The former president, whose father led Botswana when it gained independence in 1966, has also expressed concerns that Masisi was targeting those who were close to him. The former statesman has accused Masisi of purging his people – including his favourite candidate for the BDP presidency, Pelonomi Venson-Moitoi, as foreign affairs minister after she announced her intention to contest for party leadership.

Internal efforts by the party to reunite Masisi and Khama has yielded no desired results.

Masisi appeared to believe Khama would leave the BDP at some point.

 “Look at it from the position of … what was the alternative? What did we need to do to retain him?,” he asked earlier this week.

“Politically speaking, it’s a cost I wasn’t prepared to bear for the party.”

He said in the wake of Khama’s departure, it was now left for them to work even harder for the party. Khama is a traditional leader of the Bangwato tribe from areas known to be BDP strongholds, and he has the Bangwato’s allegiance. Khama has been tipped to join a new party, the Botswana Patriotic Front, which is still going through the registration process.

In an interview with City Press last week, Khama said it was possible he would join the new party, but he didn’t want to rule from the grave.

“If I see that it would be the best chance of ensuring that we don’t have this current leadership coming back into office, and the way to go would be to be part of the new party, certainly I would take that and, after the elections, see how we tidy up things,” Khama said.

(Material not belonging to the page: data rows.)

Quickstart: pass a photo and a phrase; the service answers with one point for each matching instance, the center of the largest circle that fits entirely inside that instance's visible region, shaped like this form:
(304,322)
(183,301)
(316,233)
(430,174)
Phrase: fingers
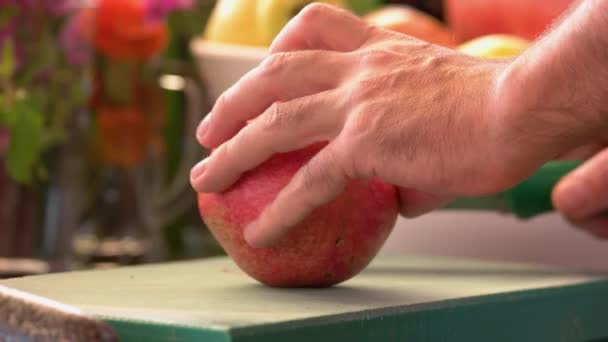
(281,77)
(583,193)
(316,183)
(415,203)
(284,127)
(322,27)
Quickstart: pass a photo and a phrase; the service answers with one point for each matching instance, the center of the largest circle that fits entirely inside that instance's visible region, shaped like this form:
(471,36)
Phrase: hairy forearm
(556,93)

Masisi on the other side, appears to be ready for the showdown, given Khama’s departure with some BDP support expected to follow him. He said they would “try and compensate by recruiting as many as possible by campaigning”.

“Now that he’s left us and is promoting the opposition, we’ll have to be more vigorous in promoting ourselves. We will clarify to the people who we are and who we are not,” Masisi said.

“The person who is most popular and the party that is the most popular will win.”

Masisi added: “It’s fine, if people are attracted to that, they’ll go and vote for that.”

If that happens and the BDP loses power, then Masisi commits to let go of the leadership role.

“If they don’t vote for us and I am the leader then I should think for me not to do further injury to my party, I will quit leading the party … and a new leader will emerge and they might be compelled to change the course and improve the fortunes,” he said.